For the first time ever, Treasury Department economists crunched years of economic data tracing the middle class and income inequality. They concluded that unions are good for the economy.
“This report is the administration’s latest action to strengthen the important role of labor unions in our economy, and it’s the Treasury Department’s first major effort to lay out the rationale for why we think this is so important,” said Treasury Secretary Janet Yellen.
Commissioned by the White House Task Force on Worker Organizing and Empowerment, the report laid out the economic benefits of labor unions and how collective bargaining helps expand the middle class, increase wages, contributes to the economy’s growth and resilience and promotes benefits far beyond the unionized workforce.
The Treasury report found that unions also increase wages for women and people of color. During a Sept. 19 briefing for AFL-CIO affiliates, Treasury Department economist Laura Feiveson said, “This differs from what union membership looked liked in the 1950s and 1960s. This is quite a change. Strengthening unions would change the well-being of many different races and genders.”
Feiveson, deputy assistant secretary of microeconomics, traced economic trends of the middle class from the 1960s to 2020, noting stagnating incomes, the higher cost of housing, increased debt burdens and decreased preparedness for retirement.
“There are positive and negative trends so I don’t want to paint a doom-and-gloom picture,” Feiveson said. “We think unions can be an antidote,” highlighting increasing labor force opportunities across race and gender, safer workplaces, educational attainment and increasing innovation and technical advancements.
In the most recent data, union membership peaked in the 1950s and has declined to about 11 percent of the U.S. workforce.
“We wanted to piece together the narrative and what we can say about the future,” Feiveson said.
This report comes as the Treasury Department releases additional guidance for administering the Inflation Reduction Act more than a year following its passage. The law is the largest energy and climate bill in U.S. history – clocking in at $369 billion in clean energy tax credits. President Biden, Vice President Harris and Democrats in Congress designed it to spur private investment in renewable energy by enticing developers with tax breaks to use prevailing wages and participate in registered apprenticeship programs.

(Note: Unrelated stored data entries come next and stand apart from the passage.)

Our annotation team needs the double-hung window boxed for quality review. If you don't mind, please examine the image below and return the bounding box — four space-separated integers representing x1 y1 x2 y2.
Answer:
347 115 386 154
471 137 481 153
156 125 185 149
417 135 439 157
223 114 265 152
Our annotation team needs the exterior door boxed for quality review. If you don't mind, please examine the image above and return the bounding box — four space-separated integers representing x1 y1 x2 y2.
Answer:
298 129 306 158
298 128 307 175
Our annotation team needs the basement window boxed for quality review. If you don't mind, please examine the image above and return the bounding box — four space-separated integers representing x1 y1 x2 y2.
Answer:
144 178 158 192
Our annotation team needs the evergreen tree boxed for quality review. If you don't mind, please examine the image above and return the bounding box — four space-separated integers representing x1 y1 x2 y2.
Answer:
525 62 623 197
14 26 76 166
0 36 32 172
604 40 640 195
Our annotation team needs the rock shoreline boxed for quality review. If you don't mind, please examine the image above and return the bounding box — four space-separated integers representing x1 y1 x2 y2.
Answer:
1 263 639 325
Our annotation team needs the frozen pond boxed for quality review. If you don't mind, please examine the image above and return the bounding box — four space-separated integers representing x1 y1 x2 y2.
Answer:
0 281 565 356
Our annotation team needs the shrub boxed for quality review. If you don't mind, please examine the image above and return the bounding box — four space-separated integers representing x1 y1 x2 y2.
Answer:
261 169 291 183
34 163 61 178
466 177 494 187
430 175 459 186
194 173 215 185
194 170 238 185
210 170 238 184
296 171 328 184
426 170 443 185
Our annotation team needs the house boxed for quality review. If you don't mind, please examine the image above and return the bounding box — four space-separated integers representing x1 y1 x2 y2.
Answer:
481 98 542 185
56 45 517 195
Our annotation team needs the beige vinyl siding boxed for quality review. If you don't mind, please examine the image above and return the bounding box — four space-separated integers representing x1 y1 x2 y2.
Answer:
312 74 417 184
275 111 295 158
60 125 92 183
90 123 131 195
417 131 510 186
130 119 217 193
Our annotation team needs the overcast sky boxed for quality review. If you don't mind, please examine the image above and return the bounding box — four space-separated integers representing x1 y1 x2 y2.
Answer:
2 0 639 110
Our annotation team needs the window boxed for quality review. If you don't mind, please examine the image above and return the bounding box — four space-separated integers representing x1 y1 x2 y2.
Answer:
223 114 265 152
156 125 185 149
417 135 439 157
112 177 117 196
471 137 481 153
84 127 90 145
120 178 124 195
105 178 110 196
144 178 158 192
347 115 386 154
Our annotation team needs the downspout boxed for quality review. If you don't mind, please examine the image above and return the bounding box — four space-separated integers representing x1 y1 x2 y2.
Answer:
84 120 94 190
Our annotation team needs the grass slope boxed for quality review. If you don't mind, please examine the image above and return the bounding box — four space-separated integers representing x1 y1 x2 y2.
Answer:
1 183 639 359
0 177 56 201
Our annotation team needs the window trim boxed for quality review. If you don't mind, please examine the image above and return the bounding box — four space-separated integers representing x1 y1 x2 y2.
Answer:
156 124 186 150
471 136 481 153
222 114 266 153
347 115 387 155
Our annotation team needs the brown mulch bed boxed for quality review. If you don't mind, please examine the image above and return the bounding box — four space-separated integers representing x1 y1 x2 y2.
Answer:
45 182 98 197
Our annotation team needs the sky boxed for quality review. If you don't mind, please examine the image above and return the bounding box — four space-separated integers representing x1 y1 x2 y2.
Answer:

In August, Yellen visited Las Vegas Local 357, where, in the last 10 years, its members have installed 2 gigawatts of solar power. That is enough to power 1.75 million homes for a year.
“It’s not good luck or abundant sunshine that is putting IBEW members to work,” said Local 357’s assistant business manager Lamare Jones. “It’s game-changing investments by the Biden administration, like the Inflation Reduction Act. Thanks to this building boom and high labor standards in this law, the future is looking bright for the IBEW.”